President Muhammadu Buhari on Tuesday directed the Ministry of Foreign Affairs to come up with a comprehensive plan that will lead to the trimming of existing foreign missions.
Nigeria currently has 119 foreign missions abroad.
With a total of 119 foreign missions across the world, Nigeria, according to the 2015 budget will spend about N34billion of its N48billion annual budget, on foreign missions, cutting across personnel, overhead, recurrent and capital costs.
In 2013, N44billion from its N62billion annual budget was to be spent in maintaining foreign missions.
Receiving briefing from officials of the Foreign Affairs ministry led by the Permanent Secretary, Paul Bulus Lolo, on Tuesday, President Muhammadu Buhari directed that the list of missions be reviewed for possible trimming, based on capacity.
“President asked the Ministry to be realistic in terms of our representation abroad. We have 119 Missions. He asked the questions whether we need to have that number or we rationalised based on our capacity. Right now, the economy is looking down. We are trying to revive and revamp. It is a matter of time” he said.
The President specifically directed that a committee be formed to look at the whole issue of foreign representation “the size and the number of missions on whether or not the number should remain the same or we do something about those numbers” Lolo told journalists at the Presidential Villa, Abuja.
The committee is expected to commence work on the list and revert to the President for further actions that need to be taken.
He explained that the decision was borne out of the need to cut government in the face of ongoing financial challenges, due to the fall of oil prices.
Nigeria is one of the largest crude oil producing nations and 90 percent of its foreign exchange earnings are generated from crude oil sales. With falling oil prices, the current Buhari led administration has said it is set to cut cost of running government as well as block leakages.
Buhari has also cut travel costs incurred from large Presidential delegations, reducing slots from each department at the State House.
The President’s directive to downsize foreign mission, is a function of interest and capacity, Lolo said adding that “I believe what the president was saying to us is that we should cut our coat according to our material and not according to our size”.
However, President Buhari had while speaking in Benin Republic, last month, announced government’s decision to establish two new consulates in that country.
Meanwhile, the ministry has said it will restructure the country’s foreign policy to include the focus of the current administration.
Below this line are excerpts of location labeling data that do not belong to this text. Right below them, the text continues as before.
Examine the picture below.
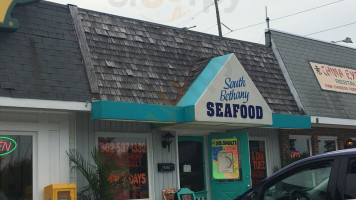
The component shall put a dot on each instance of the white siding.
(50, 133)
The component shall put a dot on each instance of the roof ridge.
(171, 27)
(309, 38)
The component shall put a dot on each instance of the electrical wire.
(278, 18)
(331, 28)
(210, 28)
(197, 14)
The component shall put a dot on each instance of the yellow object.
(61, 192)
(4, 7)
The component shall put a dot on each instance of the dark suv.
(330, 176)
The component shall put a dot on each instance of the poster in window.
(258, 161)
(225, 159)
(129, 173)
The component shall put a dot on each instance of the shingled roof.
(142, 62)
(296, 52)
(42, 60)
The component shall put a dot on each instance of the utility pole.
(218, 17)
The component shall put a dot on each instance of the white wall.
(50, 132)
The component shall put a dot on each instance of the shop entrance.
(229, 165)
(16, 167)
(192, 165)
(258, 160)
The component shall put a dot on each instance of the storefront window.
(226, 159)
(326, 144)
(131, 173)
(299, 147)
(16, 167)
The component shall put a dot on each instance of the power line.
(278, 18)
(209, 28)
(195, 15)
(331, 29)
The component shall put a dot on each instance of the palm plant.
(97, 173)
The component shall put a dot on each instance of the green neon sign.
(7, 145)
(6, 6)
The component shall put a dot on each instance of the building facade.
(176, 108)
(321, 78)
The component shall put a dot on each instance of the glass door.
(192, 165)
(16, 167)
(258, 160)
(229, 163)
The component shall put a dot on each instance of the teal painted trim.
(141, 112)
(9, 22)
(291, 121)
(202, 82)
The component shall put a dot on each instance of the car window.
(350, 186)
(309, 183)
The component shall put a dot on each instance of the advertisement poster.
(129, 156)
(225, 159)
(258, 161)
(334, 78)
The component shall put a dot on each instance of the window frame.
(328, 138)
(308, 137)
(150, 167)
(341, 181)
(35, 156)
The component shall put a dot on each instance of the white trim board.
(44, 104)
(332, 121)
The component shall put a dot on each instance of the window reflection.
(326, 146)
(299, 147)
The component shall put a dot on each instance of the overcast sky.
(237, 14)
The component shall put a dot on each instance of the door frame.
(245, 176)
(35, 155)
(267, 150)
(203, 142)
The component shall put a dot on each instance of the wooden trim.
(84, 49)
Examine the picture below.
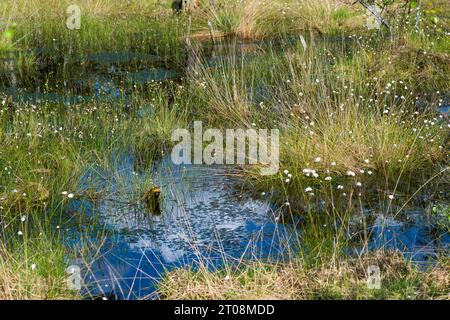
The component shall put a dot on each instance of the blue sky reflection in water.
(205, 218)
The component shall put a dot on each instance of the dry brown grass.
(20, 281)
(346, 280)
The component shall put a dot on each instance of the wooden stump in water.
(152, 199)
(185, 5)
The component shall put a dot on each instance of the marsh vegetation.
(86, 118)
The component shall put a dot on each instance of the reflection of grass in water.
(336, 105)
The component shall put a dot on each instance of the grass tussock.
(34, 270)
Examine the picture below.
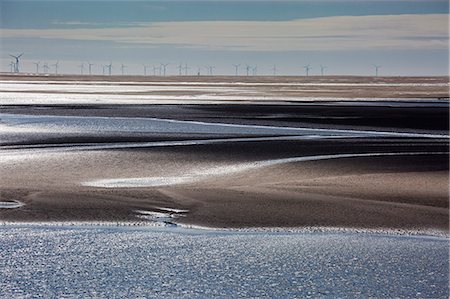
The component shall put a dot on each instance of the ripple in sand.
(11, 204)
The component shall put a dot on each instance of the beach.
(379, 163)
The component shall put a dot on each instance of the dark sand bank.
(54, 168)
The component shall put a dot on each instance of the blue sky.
(405, 37)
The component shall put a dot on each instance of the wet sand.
(51, 173)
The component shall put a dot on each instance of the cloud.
(429, 31)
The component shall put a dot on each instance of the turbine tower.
(12, 66)
(210, 69)
(307, 69)
(247, 68)
(164, 66)
(56, 67)
(236, 69)
(16, 64)
(90, 67)
(109, 67)
(37, 66)
(46, 68)
(155, 69)
(377, 67)
(81, 66)
(274, 69)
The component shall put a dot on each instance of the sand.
(394, 192)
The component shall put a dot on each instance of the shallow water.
(107, 262)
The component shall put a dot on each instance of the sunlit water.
(110, 262)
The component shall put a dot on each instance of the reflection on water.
(131, 262)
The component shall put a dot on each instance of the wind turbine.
(236, 69)
(210, 69)
(274, 69)
(37, 66)
(81, 66)
(164, 65)
(145, 69)
(247, 68)
(45, 68)
(56, 67)
(377, 67)
(109, 67)
(156, 68)
(307, 69)
(90, 67)
(16, 65)
(12, 66)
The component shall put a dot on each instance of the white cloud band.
(429, 31)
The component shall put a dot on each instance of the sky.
(346, 37)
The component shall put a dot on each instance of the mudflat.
(305, 163)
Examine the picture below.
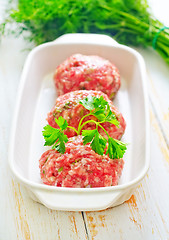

A retreat was held last weekend to assess delivery, capability and mechanism of the policy currently on ground.
The fundamentals of our foreign policy as defined by the objective of principles are not only sound but relevant, Lolo said adding that what changes is the nuance that governments and regimes bring from time to time.
“We are now looking at them and crystalizing the priority of the present administration that has articulated security, the economy and the fight against corruption. All these will be important to our ministry and the mission abroad to take outside and explain to the rest of the world” he said.